11th July 2014
Cuadrilla has again confirmed to Balcombe Parish Council that it does not plan to frack at Balcombe “now or in the future”.
The company was responding to a letter, written three years ago by one of its directors to the Department of Energy and Climate Change, which said Cuadrilla had to frack at Balcombe to be “commercially productive”.
The letter emerged earlier this year during a trial of people arrested at the Balcombe anti-fracking protests. When the trial ended in May, with the acquittal of all the defendants, we carried this report.
Balcombe Parish Council said it had been asked to put the letter on its website but wanted to confirm the authenticity first.
The letter was dated June 10th 2011 and signed by director Andrew Price to Toni Harvey, DECC’s senior geoscientist. Mr Price wrote that the company would “need to rely, to a significant degree, on being able to undertake hydraulic fracture stimulation(s) of this unconventional reservoir.”

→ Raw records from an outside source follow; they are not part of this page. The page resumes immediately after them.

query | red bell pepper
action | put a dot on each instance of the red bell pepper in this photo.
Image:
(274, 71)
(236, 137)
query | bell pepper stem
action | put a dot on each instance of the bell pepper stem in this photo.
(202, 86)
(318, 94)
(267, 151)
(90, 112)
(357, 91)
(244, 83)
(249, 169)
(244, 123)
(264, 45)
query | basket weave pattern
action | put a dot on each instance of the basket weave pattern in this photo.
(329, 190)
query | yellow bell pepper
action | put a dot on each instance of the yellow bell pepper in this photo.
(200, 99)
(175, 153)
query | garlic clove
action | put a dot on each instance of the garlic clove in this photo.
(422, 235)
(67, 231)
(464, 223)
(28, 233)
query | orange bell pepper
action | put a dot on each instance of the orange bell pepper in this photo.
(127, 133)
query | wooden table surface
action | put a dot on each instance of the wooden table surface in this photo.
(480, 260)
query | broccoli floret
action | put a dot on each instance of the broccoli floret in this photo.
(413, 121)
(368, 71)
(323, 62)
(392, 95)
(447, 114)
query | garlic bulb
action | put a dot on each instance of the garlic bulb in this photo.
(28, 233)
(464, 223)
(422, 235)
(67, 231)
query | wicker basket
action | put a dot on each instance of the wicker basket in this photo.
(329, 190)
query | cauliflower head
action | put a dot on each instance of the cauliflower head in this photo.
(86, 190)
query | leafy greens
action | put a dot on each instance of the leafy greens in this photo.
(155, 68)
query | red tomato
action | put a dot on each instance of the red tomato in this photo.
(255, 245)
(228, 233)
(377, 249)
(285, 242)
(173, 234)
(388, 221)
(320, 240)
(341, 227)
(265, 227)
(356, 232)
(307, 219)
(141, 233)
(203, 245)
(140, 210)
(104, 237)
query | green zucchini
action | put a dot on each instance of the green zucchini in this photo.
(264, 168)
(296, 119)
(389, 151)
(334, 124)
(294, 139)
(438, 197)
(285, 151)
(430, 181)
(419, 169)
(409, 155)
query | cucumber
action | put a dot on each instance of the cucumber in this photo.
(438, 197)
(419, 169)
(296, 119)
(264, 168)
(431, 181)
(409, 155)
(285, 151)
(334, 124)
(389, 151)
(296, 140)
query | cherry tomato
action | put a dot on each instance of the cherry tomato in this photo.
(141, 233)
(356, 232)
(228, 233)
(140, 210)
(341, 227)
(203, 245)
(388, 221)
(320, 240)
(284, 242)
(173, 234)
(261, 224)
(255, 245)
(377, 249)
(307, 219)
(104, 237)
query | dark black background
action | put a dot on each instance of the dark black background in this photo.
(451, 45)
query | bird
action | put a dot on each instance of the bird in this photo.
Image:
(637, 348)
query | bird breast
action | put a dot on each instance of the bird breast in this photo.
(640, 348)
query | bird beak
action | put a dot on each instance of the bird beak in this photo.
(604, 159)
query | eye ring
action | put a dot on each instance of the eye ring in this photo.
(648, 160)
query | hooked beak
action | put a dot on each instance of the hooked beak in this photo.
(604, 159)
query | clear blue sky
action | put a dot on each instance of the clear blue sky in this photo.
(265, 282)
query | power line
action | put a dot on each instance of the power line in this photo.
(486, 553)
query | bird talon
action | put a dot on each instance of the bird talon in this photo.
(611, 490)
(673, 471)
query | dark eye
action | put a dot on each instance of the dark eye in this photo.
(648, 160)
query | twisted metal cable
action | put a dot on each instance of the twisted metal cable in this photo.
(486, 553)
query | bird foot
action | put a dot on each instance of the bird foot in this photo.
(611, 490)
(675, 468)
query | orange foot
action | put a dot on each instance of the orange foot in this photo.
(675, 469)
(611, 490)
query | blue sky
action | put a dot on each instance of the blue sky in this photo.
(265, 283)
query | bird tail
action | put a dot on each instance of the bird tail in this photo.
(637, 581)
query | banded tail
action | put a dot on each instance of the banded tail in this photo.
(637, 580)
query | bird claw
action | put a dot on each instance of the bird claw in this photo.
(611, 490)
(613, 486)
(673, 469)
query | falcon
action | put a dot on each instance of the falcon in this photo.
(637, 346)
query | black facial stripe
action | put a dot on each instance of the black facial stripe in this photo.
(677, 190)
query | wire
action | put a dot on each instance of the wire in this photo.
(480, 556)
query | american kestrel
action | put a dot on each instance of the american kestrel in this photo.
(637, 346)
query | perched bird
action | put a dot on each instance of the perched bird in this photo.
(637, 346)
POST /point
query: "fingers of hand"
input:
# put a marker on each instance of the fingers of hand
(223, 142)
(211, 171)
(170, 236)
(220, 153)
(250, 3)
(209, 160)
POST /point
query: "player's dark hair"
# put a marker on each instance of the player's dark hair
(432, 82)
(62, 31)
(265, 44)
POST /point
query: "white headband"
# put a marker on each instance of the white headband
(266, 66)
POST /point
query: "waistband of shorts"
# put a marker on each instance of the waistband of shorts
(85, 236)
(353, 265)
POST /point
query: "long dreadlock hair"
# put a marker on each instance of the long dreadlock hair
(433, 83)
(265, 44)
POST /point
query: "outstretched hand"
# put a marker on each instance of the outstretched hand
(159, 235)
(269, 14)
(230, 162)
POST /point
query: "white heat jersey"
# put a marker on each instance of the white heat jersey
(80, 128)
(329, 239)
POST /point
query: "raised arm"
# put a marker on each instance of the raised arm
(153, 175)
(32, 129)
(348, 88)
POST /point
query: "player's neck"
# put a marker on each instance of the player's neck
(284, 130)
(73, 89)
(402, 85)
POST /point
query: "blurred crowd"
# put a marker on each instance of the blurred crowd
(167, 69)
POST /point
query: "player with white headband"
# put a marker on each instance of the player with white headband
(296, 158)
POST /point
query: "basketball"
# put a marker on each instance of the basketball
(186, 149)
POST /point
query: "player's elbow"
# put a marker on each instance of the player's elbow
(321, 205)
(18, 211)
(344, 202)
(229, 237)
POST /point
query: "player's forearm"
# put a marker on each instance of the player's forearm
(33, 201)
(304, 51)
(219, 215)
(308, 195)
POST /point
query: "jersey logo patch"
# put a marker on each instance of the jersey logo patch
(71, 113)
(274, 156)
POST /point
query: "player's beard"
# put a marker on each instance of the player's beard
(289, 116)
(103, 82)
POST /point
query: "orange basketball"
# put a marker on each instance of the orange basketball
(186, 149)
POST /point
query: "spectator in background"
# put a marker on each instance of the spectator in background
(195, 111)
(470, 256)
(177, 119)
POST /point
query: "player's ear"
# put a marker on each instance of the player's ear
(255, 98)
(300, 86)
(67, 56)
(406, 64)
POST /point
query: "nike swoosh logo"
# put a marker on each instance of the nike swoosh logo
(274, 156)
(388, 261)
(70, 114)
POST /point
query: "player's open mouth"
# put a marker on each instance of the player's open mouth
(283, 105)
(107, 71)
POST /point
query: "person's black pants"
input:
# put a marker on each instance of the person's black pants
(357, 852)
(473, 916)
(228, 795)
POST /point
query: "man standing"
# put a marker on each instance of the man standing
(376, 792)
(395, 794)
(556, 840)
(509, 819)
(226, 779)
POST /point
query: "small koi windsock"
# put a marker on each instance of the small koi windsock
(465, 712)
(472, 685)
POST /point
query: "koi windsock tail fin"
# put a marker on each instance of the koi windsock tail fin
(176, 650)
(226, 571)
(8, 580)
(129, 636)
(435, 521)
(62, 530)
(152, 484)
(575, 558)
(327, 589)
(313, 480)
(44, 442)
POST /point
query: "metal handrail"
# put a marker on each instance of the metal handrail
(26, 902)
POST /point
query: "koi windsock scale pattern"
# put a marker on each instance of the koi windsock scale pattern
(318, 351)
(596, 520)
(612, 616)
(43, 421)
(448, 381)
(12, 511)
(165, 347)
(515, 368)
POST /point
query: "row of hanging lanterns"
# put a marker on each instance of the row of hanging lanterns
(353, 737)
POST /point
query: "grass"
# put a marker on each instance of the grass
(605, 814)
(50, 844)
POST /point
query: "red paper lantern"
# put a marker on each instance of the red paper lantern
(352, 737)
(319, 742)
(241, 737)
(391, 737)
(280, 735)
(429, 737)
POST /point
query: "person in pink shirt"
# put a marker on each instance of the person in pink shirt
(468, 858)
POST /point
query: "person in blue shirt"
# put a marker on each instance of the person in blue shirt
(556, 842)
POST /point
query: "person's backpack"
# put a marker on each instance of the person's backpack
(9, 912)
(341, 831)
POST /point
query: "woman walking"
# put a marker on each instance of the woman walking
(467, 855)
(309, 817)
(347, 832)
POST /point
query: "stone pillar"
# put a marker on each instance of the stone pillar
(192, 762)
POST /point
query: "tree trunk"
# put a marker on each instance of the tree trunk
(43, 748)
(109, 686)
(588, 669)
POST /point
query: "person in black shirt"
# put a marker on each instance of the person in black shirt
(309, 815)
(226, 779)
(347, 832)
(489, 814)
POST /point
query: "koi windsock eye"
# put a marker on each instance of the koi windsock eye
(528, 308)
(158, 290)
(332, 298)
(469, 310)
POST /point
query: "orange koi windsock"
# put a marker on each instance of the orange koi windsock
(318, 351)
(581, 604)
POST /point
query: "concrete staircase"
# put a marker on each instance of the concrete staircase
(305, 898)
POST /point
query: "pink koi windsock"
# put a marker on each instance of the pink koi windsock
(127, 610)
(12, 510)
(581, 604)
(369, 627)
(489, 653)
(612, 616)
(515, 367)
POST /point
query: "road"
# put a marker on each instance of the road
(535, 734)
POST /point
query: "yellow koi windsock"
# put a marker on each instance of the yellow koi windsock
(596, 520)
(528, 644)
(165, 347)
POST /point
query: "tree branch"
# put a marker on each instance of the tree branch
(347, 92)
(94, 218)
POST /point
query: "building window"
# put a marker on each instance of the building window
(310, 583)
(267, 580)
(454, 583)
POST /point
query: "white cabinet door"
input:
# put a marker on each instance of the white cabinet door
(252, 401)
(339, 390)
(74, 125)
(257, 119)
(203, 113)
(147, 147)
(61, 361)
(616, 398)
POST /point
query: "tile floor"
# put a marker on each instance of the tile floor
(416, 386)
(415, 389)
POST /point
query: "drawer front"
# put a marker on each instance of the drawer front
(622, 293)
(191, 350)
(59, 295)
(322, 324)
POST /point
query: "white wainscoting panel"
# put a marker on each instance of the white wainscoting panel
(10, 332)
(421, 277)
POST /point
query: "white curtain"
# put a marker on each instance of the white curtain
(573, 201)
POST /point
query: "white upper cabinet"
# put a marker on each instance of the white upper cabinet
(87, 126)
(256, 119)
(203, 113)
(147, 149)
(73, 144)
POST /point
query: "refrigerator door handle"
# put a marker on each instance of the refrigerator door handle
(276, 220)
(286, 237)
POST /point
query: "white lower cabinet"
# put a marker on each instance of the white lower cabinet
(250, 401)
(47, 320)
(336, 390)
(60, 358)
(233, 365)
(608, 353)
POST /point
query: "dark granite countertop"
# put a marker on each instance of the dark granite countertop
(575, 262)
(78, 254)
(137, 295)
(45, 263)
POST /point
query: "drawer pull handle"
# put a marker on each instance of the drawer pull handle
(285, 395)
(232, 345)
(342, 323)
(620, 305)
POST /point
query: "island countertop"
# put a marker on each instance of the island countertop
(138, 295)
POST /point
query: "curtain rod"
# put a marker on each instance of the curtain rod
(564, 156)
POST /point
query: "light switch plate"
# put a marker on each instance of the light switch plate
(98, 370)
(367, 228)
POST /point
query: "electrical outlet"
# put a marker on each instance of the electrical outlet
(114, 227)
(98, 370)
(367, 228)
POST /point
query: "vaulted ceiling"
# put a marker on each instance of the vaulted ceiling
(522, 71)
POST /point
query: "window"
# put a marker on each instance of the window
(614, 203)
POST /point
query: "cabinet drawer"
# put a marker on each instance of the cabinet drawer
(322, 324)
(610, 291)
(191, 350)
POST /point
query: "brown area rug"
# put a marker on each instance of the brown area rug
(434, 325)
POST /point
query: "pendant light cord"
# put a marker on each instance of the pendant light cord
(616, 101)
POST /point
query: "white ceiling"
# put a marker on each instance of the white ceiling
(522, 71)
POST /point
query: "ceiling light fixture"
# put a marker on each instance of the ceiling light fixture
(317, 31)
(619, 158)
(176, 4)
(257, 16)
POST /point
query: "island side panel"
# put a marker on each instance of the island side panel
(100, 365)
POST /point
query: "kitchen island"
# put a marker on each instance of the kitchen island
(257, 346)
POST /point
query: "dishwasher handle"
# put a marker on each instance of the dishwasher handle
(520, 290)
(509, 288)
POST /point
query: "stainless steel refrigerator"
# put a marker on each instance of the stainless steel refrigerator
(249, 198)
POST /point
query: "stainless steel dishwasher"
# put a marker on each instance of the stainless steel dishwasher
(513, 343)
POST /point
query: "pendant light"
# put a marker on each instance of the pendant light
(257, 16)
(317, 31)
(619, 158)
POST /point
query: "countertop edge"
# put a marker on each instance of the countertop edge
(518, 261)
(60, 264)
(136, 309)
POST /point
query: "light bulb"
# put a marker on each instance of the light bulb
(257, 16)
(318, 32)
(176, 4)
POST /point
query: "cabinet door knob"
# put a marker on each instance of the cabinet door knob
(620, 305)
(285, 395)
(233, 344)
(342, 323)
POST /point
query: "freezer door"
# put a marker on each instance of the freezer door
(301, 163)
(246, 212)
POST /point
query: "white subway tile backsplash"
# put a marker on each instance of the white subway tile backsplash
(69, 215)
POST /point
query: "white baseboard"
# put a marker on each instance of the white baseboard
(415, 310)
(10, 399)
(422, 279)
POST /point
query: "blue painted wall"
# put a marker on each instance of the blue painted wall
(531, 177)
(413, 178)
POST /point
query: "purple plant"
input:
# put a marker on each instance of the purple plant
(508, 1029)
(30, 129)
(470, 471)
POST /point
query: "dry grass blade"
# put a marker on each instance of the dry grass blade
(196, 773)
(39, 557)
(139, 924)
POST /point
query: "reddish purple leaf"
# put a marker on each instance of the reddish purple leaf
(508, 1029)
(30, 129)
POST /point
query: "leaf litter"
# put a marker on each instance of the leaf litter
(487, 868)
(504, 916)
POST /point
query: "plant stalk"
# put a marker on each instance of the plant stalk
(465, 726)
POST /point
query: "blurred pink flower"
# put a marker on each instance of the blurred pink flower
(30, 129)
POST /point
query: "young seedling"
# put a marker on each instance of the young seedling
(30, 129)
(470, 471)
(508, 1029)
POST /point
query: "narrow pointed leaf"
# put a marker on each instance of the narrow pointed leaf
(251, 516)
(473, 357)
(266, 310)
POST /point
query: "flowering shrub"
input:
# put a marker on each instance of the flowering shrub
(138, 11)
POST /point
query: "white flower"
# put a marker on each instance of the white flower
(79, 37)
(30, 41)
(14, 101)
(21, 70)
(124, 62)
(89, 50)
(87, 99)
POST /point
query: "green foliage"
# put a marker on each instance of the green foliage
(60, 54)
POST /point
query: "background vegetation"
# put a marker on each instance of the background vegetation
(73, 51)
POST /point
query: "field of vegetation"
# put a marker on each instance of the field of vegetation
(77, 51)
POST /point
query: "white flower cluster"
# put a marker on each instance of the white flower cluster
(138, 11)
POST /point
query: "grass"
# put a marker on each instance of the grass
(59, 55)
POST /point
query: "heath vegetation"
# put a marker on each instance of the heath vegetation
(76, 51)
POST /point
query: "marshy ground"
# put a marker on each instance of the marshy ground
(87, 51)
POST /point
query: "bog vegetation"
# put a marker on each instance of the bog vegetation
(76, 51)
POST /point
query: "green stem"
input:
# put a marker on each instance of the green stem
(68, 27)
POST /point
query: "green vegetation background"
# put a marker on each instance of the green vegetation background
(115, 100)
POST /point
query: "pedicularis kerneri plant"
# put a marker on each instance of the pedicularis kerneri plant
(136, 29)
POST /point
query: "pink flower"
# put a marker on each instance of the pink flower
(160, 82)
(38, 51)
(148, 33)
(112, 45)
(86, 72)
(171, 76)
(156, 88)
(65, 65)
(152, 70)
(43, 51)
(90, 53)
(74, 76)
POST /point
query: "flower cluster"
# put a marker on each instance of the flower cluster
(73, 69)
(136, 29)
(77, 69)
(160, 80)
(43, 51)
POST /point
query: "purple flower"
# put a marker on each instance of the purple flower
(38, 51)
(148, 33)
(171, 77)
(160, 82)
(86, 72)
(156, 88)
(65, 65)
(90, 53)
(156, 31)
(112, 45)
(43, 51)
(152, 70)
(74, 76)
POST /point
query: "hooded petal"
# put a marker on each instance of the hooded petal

Yesterday, Cuadrilla issued an unsigned statement to Balcombe Parish Council confirming that the letter was genuine. In the statement, the company said Mr Price wrote to DECC to ask for an extension to the time period it had been given to drill an exploratory well.
The statement added that two years later, in August 2013, when Cuadrilla drilled its exploratory well at Lower Stumble in Balcombe, the company was still not certain whether it would need to frack the micrite limestone to release oil. However, information from the well and other sources later confirmed that fracking wasn’t necessary, the statement said.
“Cuadrilla has therefore confirmed that we will not be carrying out hydraulic fracturing at the Lower Stumble site now or in the future.”
The planning application, approved by West Sussex County Council’s planning committee on April 29th 2014 was for flow testing, flaring and site restoration. It did not include hydraulic fracturing.